Zulip Chat Archive

Stream: new members

Topic: Geometry


kali (Mar 28 2023 at 16:53):

I found this link which formalizes geometry using hilbert's axioms.

The angles defined here can be created with 3 equal points, isn't that a problem?
It's the same for triangles, there is no condition on the points.

Thanks

Jireh Loreaux (Mar 28 2023 at 17:33):

I'm not the author, but I suspect that it's not an issue. These are just degenerate cases. The point is that the angle determined by 3 equal points (or more generally, 3 collinear points) is just not proper (see ang_proper_iff_noncol). Then in many theorems, properness of the angle is a hypothesis, see for instance three_pt_ang_eq_iff_prep.

Kevin Buzzard (Mar 28 2023 at 18:19):

@Tianchen Zhao was the author, this was a Xena summer project.

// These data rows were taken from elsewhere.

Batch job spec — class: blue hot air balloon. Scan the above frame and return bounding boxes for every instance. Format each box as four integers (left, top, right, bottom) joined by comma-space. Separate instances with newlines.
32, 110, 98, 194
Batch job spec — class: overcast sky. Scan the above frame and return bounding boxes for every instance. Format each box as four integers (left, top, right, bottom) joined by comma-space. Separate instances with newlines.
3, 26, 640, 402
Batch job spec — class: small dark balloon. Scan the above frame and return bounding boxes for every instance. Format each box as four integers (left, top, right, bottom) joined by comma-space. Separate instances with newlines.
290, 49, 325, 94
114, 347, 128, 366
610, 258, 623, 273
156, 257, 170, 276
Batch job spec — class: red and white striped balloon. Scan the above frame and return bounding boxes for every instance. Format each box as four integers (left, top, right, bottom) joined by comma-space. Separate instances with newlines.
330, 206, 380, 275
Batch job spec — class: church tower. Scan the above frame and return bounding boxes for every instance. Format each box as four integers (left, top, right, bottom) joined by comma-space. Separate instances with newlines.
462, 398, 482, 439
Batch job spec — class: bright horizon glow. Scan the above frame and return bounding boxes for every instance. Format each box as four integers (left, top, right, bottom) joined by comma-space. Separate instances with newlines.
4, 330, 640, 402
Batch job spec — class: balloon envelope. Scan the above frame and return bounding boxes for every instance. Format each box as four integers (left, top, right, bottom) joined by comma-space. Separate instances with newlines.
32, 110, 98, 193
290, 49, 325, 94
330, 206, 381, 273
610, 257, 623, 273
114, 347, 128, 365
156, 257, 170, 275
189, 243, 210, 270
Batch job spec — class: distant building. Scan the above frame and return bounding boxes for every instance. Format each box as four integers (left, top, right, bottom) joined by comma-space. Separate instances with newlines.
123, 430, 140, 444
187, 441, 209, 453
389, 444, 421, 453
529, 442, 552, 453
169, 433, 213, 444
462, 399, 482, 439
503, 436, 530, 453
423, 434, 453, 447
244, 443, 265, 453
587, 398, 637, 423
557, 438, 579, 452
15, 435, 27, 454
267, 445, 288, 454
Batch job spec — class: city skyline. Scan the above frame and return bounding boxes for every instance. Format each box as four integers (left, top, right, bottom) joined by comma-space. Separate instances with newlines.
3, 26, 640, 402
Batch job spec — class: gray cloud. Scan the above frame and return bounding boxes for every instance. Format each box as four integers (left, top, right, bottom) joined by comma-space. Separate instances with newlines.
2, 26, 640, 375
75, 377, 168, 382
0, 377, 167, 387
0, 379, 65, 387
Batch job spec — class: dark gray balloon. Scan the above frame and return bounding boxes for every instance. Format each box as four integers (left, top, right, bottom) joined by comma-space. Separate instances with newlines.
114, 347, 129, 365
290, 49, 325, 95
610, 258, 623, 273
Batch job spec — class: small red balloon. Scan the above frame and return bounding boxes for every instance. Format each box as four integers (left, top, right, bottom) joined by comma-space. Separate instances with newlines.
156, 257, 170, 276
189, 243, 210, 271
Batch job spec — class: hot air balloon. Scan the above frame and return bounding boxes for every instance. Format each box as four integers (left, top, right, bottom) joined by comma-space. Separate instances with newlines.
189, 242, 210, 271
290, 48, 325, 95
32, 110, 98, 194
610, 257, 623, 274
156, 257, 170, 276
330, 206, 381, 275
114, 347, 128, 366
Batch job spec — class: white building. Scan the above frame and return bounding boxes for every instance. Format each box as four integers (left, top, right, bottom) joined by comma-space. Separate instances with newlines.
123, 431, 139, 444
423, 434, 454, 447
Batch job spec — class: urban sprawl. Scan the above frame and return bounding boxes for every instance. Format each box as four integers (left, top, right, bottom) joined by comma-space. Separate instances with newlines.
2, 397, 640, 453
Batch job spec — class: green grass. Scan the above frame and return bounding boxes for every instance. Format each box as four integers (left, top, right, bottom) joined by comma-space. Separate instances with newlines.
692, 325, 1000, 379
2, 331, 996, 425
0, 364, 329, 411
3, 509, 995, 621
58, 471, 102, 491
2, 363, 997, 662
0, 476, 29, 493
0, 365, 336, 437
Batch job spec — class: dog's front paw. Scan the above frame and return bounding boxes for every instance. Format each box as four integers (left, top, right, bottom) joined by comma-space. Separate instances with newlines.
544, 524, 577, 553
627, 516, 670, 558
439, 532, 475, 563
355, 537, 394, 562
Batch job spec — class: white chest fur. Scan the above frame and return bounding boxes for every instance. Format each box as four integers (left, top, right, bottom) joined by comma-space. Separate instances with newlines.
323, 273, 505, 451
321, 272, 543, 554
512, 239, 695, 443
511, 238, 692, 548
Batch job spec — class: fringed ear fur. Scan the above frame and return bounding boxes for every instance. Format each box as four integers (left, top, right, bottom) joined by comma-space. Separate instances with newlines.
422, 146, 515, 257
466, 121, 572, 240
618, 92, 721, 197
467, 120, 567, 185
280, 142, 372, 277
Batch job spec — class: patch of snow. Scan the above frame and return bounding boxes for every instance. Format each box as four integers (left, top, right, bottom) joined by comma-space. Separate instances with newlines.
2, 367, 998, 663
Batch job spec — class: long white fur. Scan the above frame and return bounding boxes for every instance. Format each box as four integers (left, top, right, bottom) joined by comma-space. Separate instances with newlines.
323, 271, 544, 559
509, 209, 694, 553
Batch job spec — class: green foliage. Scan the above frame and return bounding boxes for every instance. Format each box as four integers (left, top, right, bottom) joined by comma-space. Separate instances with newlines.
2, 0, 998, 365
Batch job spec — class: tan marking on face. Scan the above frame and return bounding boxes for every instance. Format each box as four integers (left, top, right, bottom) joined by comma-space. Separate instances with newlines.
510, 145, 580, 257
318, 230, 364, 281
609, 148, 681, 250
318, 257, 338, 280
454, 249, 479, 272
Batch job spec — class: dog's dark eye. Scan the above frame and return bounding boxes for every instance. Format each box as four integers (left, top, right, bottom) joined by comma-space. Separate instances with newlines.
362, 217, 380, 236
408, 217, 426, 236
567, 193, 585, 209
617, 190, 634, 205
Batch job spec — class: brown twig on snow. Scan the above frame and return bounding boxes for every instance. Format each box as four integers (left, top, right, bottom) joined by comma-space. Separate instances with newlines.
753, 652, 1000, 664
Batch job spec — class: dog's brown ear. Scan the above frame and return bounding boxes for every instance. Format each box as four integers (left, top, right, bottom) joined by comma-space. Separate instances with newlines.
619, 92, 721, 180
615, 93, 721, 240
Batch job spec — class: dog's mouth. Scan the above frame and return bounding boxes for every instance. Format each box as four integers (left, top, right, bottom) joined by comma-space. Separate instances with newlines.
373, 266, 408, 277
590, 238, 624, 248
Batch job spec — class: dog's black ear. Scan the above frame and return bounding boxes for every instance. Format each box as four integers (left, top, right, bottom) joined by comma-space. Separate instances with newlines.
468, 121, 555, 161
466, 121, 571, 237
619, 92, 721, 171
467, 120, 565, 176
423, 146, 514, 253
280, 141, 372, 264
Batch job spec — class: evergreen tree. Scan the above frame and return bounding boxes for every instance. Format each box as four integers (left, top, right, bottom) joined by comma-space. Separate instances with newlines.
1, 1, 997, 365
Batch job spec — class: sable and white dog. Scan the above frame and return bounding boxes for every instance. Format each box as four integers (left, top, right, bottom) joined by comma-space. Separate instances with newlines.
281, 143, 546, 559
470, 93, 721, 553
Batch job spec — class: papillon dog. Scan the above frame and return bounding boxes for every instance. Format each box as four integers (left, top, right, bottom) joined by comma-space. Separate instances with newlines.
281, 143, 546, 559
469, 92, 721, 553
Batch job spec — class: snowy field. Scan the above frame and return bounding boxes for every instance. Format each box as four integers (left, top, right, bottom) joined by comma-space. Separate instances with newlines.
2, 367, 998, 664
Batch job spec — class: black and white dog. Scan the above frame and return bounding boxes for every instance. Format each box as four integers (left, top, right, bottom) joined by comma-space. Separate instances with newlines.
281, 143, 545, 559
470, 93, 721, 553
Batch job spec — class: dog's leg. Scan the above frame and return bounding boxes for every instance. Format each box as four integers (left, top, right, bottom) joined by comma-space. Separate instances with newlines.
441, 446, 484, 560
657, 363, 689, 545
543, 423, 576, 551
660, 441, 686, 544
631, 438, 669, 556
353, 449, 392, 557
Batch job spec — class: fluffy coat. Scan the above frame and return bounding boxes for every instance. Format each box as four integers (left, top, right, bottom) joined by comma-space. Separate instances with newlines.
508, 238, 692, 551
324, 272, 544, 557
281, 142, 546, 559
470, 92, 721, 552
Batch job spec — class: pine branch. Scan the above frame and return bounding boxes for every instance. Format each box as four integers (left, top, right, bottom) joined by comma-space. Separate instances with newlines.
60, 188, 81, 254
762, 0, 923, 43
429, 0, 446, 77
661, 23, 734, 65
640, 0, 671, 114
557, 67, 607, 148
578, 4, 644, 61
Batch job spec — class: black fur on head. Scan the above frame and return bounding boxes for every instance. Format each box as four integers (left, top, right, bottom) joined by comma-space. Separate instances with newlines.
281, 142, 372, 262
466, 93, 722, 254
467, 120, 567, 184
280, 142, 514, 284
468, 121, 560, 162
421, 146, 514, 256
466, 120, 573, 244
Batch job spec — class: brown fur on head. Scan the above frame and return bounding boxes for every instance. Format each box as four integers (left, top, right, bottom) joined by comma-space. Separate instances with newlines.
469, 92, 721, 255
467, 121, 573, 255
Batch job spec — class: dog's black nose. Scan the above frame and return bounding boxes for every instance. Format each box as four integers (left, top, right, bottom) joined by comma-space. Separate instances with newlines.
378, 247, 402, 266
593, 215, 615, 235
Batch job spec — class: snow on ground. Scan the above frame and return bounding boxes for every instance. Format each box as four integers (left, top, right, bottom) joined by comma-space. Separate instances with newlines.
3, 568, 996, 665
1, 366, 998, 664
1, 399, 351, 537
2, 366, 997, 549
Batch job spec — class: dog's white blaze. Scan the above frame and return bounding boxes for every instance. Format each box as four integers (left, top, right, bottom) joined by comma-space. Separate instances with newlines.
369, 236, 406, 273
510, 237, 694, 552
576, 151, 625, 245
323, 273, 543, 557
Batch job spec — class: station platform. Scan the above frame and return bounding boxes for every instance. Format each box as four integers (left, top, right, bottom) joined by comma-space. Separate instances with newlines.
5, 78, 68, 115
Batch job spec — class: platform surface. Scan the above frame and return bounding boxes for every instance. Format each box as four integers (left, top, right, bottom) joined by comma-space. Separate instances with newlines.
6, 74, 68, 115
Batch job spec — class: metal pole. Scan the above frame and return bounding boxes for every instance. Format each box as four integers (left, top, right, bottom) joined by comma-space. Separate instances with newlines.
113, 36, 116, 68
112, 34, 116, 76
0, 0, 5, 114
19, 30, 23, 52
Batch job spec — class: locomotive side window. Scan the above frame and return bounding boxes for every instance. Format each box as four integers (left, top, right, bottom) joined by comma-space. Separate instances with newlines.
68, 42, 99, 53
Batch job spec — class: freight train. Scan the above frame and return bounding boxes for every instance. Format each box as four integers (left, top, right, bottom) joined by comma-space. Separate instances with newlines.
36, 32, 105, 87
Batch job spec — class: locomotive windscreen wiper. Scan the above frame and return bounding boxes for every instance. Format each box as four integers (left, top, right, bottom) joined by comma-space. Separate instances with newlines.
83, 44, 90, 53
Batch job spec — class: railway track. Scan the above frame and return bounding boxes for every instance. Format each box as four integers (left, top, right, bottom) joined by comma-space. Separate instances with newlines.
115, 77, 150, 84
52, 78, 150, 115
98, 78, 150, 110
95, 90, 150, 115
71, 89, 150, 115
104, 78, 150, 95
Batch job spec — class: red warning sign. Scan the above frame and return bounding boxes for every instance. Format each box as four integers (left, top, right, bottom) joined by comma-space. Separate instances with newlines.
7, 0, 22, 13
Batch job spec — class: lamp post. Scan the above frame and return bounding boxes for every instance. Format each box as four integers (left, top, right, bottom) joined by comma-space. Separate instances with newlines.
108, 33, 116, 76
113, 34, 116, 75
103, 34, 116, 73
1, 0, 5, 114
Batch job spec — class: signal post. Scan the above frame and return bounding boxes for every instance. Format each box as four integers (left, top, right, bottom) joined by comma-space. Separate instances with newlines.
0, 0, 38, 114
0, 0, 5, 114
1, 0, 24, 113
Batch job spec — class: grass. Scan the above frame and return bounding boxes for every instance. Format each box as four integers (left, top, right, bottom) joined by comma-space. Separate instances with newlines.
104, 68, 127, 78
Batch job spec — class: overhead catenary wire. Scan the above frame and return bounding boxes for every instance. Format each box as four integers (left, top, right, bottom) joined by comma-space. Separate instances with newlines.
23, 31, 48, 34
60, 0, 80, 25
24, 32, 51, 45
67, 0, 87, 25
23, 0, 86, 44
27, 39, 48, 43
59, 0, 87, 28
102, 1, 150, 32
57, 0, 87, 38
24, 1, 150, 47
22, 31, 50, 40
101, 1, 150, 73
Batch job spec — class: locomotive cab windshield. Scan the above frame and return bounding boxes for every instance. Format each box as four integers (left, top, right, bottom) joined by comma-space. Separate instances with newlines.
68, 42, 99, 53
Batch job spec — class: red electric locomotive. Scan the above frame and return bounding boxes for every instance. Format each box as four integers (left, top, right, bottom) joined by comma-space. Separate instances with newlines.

kali (Mar 28 2023 at 18:45):

Ok ok thanks

Tianchen Zhao (Mar 29 2023 at 05:07):

kali said:

I found this link which formalizes geometry using hilbert's axioms.

The angles defined here can be created with 3 equal points, isn't that a problem?
It's the same for triangles, there is no condition on the points.

Thanks

That is a great question! Actually, the book I am following, Euclidean Geometry and Beyond by Hartshrone, uses the convention that three points must be noncollinear to define an angle. Indeed, most of the times we only care about 'proper' angles. However, if we use that definition in Lean, sometimes the theorem statement could be very messy since defining every angle involves proving the noncollinearity, so I didn't demand the points to be collinear and as @Jireh Loreaux said, I usually put properness condition in the statement. I guess the most results work in degenerate cases, but really we don't think of Euclidean geometry in that way. Plus, checking all the degenerate cases could be a disaster in Lean when there are many points.

Marc Masdeu (Mar 29 2023 at 06:39):

Take a look at https://github.com/mmasdeu/hilbert, I was also mostly following Hartshorne.

kali (Mar 29 2023 at 14:28):

@Tianchen Zhao It seems to be a common lean approach.
Restrictions are placed on theorems rather than objects.
It is true that it makes it easier to use.